CSC 477 Scientific and Information Visualization (Spring 2026)

What we’ll learn. Data visualization is one means of helping humans make sense of vast quantities of data. Well-designed visualizations can replace slower cognitive calculations with much faster perceptual inferences, improving comprehension, memory, and decision-making. Conversely, poorly-designed visualizations can (intentionally or unintentionally) make decision-making more difficult or inaccurate.

In this class, we’ll learn how to design expressive and effective visualizations. We’ll study techniques for creating visualizations based on principles from graphic design, perceptual psychology, and cognitive science. You will learn how to design and build interactive visualizations for the Web using Vega-Lite and D3 (data-driven documents).

Learning objectives

  • Visualization preparation and design. Data collection and preparation; data and task abstractions to be presented through visualization.
  • Visualization idioms and design guidelines. Making effective use of visual channels like position, size, and colour in common graph types like scatterplots and barcharts as well as more “unusual” ones, like this, rooted in empirical evidence from disciplines like graphic design and perception.
  • Interactive visualization. Visualizations don’t always answer questions; sometimes they help you discover them. Interactivity is key to this exploratory process.
  • Visualization analysis and evaluation. Faced with a visualization, created by ourselves or others, how should we go about evaluating it?
  • Visualization implementation tools. We’ll use Vega-Lite, a grammar of interactive graphics for the first half of the class, and will move on to D3 (data-driven documents) to build more advanced graphics.
  • (Non-)Deceptive visualization. We will learn how people and organizations lie with visualization, and how not to do it ourselves.

Assignments

The course will involve roughly weekly assignments that exercise what we talk about in class, and a 3-part final project, worked on in teams. The Class participation portion of the grade will be based on completion of in-class activities and discussions, and attendance on important class days (such as prototype walkthroughs).

The grade breakdown is as follows:

At the end of the quarter, I will round UP your final numerical score1 and turn that into a letter grade using the following grading scale:

  • A >= 93
  • A– >= 90
  • B+ >= 87
  • B >= 83
  • B– >= 80
  • C+ >= 77
  • C >= 73
  • C– >= 70
  • D+ >= 67
  • D >= 63
  • D– >= 60
  • F < 60

Late policy

I recognise life as a college student can be stressful and I don’t know everyone’s exact situation. I also want to avoid inequities arising from some students feeling more entitled than others to ask for extensions in an extenuating circumstance. So,

  • Each student is allotted three late days to be used as you wish on any Assignment.
  • To use these days, email me with the subject: CSC 477: Late days A1 (e.g., if you’re using a late day for A1). In the email body, tell me how many late days you plan to use for that project.
  • Please send me this email within three days of the assignment’s original deadline, and follow the instructions above, since it will help me keep track of the information.
  • You do not need to provide a reason for using the late days.

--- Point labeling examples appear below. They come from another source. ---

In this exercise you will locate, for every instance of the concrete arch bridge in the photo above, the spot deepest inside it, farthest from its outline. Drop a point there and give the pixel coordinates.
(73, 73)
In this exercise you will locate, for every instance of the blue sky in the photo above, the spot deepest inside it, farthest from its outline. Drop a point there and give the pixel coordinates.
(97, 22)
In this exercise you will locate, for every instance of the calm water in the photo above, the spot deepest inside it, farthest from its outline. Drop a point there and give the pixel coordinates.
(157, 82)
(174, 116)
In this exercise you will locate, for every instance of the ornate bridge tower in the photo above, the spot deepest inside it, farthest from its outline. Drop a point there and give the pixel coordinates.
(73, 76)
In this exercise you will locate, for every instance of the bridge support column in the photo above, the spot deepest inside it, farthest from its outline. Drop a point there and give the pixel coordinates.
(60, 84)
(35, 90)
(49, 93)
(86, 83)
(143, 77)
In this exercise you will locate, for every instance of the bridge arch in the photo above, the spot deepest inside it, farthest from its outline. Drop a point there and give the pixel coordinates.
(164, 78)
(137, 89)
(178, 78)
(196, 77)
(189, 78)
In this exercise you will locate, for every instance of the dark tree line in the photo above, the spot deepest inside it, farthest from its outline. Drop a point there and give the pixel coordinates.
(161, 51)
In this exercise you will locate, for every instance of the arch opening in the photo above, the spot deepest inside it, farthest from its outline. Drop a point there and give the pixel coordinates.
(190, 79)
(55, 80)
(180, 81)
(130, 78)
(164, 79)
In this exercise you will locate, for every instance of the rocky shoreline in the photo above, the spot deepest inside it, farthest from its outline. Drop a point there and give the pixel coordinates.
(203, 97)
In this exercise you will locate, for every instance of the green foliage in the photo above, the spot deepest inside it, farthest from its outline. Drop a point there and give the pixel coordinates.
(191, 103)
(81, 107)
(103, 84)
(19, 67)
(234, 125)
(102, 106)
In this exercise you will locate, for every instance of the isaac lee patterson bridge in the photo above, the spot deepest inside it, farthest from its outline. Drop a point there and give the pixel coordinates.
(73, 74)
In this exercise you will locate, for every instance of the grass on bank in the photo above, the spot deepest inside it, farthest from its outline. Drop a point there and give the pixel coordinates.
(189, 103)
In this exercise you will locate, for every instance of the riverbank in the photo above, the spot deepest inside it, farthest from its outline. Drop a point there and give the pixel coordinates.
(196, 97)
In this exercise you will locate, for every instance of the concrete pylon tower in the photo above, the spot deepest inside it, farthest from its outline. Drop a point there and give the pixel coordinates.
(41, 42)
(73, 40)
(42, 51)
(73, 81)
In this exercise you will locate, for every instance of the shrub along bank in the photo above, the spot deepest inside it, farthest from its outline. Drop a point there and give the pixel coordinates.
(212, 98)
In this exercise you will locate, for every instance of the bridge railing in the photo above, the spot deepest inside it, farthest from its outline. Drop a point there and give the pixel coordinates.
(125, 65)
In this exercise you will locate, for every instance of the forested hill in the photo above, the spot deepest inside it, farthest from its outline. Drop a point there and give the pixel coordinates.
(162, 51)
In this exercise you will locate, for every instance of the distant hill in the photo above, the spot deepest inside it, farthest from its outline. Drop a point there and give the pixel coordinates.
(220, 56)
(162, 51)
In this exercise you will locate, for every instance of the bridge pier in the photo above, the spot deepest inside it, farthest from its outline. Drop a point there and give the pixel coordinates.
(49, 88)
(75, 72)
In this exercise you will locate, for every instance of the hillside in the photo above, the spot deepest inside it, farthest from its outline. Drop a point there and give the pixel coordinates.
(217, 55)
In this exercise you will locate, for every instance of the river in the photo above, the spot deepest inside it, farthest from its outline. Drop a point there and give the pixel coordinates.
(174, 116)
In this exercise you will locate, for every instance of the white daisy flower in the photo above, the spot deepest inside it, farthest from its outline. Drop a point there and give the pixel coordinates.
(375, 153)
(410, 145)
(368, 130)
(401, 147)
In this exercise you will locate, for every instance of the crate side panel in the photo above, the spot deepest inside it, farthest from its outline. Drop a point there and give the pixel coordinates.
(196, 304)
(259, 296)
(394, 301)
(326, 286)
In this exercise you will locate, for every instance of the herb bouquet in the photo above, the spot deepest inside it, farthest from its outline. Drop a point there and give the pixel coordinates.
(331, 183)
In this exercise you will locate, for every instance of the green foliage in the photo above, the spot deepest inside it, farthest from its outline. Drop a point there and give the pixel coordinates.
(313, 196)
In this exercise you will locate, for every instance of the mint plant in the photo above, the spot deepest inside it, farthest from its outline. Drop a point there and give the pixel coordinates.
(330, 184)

Late days cannot be used on Project deliverables since those are team deliverables with synchronous in-class activities.

In cases of emergencies, please talk to me when you are able to, and we will handle those on a case-by-case basis.

Attendance policy

Lectures:

  • There will occasionally be graded activities in class that you must be present to complete. These make up the participation portion of the grade breakdown.
  • My teaching is interactive; I rely on input from students to drive class sessions, particularly while live-coding.
  • This class in particular, more than others, benefits from hearing more voices as we discuss the design and analysis of visualizations.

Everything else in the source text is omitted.